US vice president’s Budapest trip highlights US-Hungary far-right alignment as Viktor Orban faces toughest electoral challenge.
US Vice President JD Vance has landed in Budapest to bolster support for Hungarian Prime Minister Viktor Orban , whose Fidesz Party faces its most difficult election in more than 10 years.
Vance’s two-day visit comes on Tuesday, two months after US President Donald Trump endorsed right-wing leader Orban in February before Hungary’s April 12 parliamentary elections, while US Secretary of State Marco Rubio visited the country that month to show support.
“This visit clearly shows that there is a new golden age in US-Hungary relations,” Hungarian Foreign Minister Peter Szijjarto said on Tuesday.
He added that Hungarian leaders would discuss migration, global security, economic and energy co-operation with Vance.
Kim Lane Scheppele, a professor of sociology at Princeton University in the US who has spent years as an analyst and critic of Orban’s government, told Al Jazeera that the trip is meant to underscore the close relationship between Trump and his Hungarian counterpart.
“Orban will make a big deal out of the fact that he’s got Trump’s support,” she said, adding that she is sceptical that Vance’s trip will have a large impact on the outcome of the election.
“If you look at the polls in Hungary, they show the opposition with an 8 to 12 percent lead, in some recent polls up to a 20 percent lead.
One visit by a relatively low-profile American vice president is not going to change that.”
Orban’s 16-year tenure has been marked by the erosion of the independence of institutions such as the judiciary and the media, as well as reforms that critics say have slanted the electoral system in favour of Orban and his Fidesz party.
But despite what the opposition has described as a deeply imbalanced electoral environment, most polls show the 62-year-old Orban trailing the 45-year-old opposition leader, Peter Magyar, and his Tisza Party.
Magyar is a former high-ranking Fidesz official who broke with the party two years ago and has emerged as a popular voice railing against Orban’s rule.
His campaign has focused on corruption, deteriorating social services, economic conditions, and Orban’s combative relationship with the European Union, which has often centred on immigration and support for Ukraine .
The European Union suspended billions of euros in funding for Hungary in 2022 over what it characterised as democratic backsliding and declining judicial independence.
Magyar has pledged a more cordial relationship with the European bloc, as well as reforms that could lead to the restoration of suspended funds.

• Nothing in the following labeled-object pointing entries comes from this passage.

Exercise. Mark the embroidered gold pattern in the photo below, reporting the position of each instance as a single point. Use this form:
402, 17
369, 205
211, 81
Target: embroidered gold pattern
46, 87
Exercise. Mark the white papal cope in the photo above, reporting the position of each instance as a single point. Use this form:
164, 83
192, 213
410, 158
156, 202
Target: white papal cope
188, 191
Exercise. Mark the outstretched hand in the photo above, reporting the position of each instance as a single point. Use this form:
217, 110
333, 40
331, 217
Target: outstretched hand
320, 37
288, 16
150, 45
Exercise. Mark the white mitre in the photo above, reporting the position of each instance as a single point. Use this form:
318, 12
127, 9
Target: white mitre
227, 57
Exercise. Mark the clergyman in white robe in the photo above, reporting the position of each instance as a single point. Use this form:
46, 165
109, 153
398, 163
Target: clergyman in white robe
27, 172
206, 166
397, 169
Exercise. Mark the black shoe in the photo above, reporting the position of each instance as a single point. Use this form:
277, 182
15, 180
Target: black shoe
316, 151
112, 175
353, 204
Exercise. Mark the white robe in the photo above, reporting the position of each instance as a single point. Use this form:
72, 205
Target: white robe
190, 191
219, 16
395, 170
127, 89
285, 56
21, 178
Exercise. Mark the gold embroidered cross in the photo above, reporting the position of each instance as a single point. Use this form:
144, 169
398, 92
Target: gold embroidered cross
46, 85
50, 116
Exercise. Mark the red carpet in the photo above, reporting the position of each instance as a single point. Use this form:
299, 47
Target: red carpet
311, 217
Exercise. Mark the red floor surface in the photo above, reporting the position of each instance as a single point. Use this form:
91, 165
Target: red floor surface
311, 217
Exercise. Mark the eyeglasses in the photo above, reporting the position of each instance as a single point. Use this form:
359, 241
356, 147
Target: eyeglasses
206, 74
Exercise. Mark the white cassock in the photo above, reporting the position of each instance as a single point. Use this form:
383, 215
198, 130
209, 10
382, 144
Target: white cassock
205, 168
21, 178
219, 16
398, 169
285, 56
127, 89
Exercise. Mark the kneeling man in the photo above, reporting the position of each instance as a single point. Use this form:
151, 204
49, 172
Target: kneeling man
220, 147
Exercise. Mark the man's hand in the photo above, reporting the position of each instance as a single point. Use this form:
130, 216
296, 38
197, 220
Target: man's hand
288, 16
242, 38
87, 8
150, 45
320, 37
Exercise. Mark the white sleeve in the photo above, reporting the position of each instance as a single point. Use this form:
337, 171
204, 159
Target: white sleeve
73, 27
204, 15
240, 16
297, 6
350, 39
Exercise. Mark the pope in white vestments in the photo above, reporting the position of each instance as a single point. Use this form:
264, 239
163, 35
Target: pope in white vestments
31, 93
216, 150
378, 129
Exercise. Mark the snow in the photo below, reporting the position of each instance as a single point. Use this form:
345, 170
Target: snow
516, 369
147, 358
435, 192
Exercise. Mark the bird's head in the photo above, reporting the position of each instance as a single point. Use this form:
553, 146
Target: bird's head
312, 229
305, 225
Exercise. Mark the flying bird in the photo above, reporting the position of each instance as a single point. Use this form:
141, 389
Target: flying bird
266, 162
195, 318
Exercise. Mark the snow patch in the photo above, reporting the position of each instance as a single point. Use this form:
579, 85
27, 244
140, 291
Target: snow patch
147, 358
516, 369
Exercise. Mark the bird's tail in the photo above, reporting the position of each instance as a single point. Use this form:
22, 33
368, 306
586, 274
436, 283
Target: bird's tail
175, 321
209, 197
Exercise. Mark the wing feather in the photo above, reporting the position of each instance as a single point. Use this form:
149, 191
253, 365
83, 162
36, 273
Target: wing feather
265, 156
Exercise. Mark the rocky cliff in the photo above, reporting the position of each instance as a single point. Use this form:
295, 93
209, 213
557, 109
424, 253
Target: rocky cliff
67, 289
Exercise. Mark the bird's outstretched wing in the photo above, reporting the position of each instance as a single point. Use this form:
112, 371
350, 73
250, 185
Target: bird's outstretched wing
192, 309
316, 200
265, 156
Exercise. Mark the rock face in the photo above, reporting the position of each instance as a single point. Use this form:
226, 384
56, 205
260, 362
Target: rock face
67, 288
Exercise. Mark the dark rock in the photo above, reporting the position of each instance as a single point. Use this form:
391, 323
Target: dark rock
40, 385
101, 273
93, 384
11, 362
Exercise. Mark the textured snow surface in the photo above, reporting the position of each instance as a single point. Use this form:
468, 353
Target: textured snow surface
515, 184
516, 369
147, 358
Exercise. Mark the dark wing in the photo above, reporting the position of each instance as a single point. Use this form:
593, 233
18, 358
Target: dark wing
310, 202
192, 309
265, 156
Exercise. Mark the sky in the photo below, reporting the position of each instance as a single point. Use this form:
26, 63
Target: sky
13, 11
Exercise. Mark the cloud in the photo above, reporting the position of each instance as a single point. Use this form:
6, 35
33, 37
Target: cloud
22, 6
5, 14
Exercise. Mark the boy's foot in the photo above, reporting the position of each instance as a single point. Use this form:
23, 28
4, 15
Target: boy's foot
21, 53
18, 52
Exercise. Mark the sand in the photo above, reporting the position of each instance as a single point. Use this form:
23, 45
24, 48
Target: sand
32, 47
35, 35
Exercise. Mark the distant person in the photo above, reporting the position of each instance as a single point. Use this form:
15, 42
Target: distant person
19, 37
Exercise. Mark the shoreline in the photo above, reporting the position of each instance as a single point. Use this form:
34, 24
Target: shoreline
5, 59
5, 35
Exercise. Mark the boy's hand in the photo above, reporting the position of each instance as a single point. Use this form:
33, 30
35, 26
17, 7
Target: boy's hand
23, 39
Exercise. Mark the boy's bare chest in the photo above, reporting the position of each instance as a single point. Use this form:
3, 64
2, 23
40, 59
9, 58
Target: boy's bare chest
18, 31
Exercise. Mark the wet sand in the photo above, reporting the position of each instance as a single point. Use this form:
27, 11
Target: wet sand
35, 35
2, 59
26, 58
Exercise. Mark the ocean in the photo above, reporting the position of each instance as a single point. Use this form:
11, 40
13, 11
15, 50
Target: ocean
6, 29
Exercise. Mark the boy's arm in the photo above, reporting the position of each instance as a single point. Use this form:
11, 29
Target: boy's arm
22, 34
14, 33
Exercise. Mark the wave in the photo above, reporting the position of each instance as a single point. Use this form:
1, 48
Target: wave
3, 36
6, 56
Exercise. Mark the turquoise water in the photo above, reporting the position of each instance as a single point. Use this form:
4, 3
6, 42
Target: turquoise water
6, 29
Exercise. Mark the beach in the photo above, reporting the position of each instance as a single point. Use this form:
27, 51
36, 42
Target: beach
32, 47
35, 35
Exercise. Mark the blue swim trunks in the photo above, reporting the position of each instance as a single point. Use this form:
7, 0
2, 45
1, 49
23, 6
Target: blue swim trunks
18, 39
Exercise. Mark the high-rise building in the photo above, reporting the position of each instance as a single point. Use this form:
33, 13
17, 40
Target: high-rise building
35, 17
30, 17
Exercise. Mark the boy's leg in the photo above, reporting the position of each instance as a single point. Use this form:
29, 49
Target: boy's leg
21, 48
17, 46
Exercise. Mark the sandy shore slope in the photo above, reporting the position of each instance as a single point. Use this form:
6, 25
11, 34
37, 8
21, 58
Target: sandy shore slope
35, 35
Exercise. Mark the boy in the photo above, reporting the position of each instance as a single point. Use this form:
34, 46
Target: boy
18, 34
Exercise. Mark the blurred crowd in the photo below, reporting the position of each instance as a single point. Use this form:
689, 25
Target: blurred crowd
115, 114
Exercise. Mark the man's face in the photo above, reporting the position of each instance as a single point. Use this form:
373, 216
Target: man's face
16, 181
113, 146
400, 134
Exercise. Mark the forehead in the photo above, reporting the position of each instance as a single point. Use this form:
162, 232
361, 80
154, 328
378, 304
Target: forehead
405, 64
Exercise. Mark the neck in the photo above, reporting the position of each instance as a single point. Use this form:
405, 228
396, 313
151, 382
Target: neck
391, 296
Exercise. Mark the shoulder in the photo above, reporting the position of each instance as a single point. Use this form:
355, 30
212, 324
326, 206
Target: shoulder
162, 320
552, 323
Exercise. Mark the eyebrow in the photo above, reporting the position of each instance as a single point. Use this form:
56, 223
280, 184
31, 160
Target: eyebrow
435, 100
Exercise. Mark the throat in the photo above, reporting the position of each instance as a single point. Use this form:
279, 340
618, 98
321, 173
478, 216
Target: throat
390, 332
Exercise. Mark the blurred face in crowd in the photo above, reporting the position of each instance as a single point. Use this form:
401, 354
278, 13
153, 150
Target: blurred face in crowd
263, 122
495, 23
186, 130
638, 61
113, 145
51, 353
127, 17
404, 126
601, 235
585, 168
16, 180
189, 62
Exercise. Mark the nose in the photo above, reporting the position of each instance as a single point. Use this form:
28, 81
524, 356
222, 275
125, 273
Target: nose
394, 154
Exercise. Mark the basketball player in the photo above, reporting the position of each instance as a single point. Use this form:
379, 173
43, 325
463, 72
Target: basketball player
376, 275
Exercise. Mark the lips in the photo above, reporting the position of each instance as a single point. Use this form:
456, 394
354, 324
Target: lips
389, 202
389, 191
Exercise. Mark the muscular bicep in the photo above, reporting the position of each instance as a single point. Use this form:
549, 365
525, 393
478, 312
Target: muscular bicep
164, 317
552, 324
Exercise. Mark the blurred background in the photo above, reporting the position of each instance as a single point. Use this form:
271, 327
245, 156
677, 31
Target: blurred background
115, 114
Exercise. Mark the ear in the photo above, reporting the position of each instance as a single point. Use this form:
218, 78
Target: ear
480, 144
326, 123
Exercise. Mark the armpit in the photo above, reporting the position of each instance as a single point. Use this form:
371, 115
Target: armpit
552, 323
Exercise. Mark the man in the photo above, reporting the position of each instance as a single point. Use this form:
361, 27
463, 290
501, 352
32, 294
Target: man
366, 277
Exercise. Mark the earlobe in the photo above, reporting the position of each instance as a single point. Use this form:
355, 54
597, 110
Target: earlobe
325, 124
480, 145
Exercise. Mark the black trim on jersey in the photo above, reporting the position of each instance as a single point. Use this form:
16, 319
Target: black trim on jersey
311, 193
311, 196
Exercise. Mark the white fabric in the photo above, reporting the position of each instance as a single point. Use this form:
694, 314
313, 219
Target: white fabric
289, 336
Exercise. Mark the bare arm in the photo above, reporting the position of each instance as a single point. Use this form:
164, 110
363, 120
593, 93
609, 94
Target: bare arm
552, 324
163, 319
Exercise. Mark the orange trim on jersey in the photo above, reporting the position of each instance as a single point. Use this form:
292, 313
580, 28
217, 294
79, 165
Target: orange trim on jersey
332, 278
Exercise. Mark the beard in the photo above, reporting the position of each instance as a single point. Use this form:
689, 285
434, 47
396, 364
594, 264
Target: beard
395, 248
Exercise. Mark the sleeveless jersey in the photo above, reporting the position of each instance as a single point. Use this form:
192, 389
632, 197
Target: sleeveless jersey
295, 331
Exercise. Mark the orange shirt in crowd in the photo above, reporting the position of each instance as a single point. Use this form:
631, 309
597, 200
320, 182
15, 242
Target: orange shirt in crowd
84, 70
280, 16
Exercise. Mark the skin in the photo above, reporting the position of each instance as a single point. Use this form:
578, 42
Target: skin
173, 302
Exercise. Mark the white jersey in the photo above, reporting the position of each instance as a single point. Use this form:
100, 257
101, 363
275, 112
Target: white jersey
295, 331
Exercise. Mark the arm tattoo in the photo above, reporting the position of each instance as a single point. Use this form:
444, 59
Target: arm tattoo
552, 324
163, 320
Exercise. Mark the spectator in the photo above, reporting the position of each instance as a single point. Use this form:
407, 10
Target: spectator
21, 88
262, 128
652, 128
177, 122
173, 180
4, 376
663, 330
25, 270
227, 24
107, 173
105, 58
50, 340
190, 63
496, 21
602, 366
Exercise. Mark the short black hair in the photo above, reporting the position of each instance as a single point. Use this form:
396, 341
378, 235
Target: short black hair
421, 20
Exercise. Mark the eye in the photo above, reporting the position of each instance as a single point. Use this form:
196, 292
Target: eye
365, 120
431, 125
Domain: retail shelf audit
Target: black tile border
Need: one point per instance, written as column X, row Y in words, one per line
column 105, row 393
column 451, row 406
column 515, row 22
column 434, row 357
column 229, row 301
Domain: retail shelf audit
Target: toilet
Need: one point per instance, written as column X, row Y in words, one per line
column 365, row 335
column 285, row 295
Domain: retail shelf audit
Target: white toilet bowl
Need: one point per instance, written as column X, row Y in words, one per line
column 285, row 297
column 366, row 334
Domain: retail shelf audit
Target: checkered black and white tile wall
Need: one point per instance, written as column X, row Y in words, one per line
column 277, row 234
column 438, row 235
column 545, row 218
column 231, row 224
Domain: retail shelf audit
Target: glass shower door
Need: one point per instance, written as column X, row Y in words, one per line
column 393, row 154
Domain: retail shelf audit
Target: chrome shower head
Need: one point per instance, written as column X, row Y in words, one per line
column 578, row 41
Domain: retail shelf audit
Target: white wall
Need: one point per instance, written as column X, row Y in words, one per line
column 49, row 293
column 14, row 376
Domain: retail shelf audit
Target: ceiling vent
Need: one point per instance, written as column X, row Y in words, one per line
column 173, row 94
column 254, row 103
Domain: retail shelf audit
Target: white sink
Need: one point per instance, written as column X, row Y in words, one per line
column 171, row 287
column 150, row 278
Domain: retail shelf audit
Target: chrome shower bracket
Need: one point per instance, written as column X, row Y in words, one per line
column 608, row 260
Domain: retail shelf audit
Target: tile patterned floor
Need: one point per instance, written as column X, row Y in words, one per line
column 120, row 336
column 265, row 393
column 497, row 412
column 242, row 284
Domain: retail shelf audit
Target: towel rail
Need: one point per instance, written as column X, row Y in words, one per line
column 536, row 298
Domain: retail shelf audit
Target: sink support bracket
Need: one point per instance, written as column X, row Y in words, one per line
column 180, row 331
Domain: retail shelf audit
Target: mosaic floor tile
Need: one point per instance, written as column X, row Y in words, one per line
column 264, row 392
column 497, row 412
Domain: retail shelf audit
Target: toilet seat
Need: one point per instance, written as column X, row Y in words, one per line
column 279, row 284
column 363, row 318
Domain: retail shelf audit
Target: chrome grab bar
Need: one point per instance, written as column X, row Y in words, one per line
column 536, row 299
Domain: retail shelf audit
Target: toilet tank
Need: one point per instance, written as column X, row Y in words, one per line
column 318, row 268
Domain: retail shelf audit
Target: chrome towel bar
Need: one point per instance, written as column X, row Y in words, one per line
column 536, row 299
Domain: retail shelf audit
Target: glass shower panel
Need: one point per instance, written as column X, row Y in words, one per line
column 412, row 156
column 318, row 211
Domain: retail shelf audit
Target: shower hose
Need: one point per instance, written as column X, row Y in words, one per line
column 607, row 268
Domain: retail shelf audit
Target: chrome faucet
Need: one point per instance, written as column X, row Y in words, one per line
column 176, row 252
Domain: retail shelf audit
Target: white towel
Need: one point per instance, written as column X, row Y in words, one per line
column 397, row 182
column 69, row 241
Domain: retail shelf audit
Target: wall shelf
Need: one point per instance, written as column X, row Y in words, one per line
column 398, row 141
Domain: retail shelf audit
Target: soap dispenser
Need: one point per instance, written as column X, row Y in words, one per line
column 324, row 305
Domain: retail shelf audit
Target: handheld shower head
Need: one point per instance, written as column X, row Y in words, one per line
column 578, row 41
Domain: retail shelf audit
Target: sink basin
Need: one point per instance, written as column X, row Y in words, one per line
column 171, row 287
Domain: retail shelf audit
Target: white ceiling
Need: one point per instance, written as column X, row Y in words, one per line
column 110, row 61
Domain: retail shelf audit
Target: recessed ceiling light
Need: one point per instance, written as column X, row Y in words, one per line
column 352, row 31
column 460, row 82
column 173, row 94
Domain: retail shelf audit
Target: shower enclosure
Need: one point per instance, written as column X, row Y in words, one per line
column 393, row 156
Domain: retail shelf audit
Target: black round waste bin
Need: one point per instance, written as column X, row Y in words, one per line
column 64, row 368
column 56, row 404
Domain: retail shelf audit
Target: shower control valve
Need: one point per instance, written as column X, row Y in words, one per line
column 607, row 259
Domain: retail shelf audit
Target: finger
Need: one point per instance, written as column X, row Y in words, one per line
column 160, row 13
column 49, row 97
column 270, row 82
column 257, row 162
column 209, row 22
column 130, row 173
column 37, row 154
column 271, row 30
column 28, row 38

While Orban has depicted the opposition as a destabilising force that will sell out the country’s national interests on behalf of Ukraine and the EU, Magyar’s right-leaning politics mean that policies on issues such as immigration would see little change.
“Magyar is centre-right; he’s basically a believer in much of what Orban has done, minus the corruption.
In EU terms, he’s slightly eurosceptical but wants to get the money back,” said Scheppele.
While Orban’s approach to consolidating power and his embrace of far-right politics have mired his relationships in Europe, they have made him a source of inspiration for the US far right and prominent members of the Trump administration, such as JD Vance.
Hungary has previously hosted the Conservative Political Action Conference (CPAC), an annual summit where individuals and groups from across the US right and allies from other countries gather to discuss the future of the conservative movement.
When CPAC convened in Budapest in 2024, Trump sent a video praising Orban for “proudly fighting on the front lines of the battle to rescue Western civilisation”.
Orban’s Hungary has been at the centre of the Trump administration’s shifting policy towards Europe, firmly aligning itself with far-right parties and immigration restrictionists in countries such as France and Germany.
Scheppele says that Orban’s relationship with the Trump administration and status as an icon of the global far right may be of limited use in an election that is mostly focused on domestic issues.
But she noted that more tangible steps, such as a pledge of US financial support from the Trump administration if Orban wins, could buoy his chances in the closing days of the race.
“The big thing to watch is that, when Orban came to the US recently, Trump appeared to promise a fiscal safety net if Orban wins,” said Scheppele, adding that the US took similar steps before the 2025 midterm elections in Argentina in order to bolster right-wing ally Javier Milei, now the country’s president.
“Trump hasn’t made that kind of formal promise, and he’s now denied that he made any specific promise.
But the Orban people think that Trump is going to backstop them if they win the election,” Scheppele added.
“If Vance makes that kind of announcement, it could be a real game-changer.”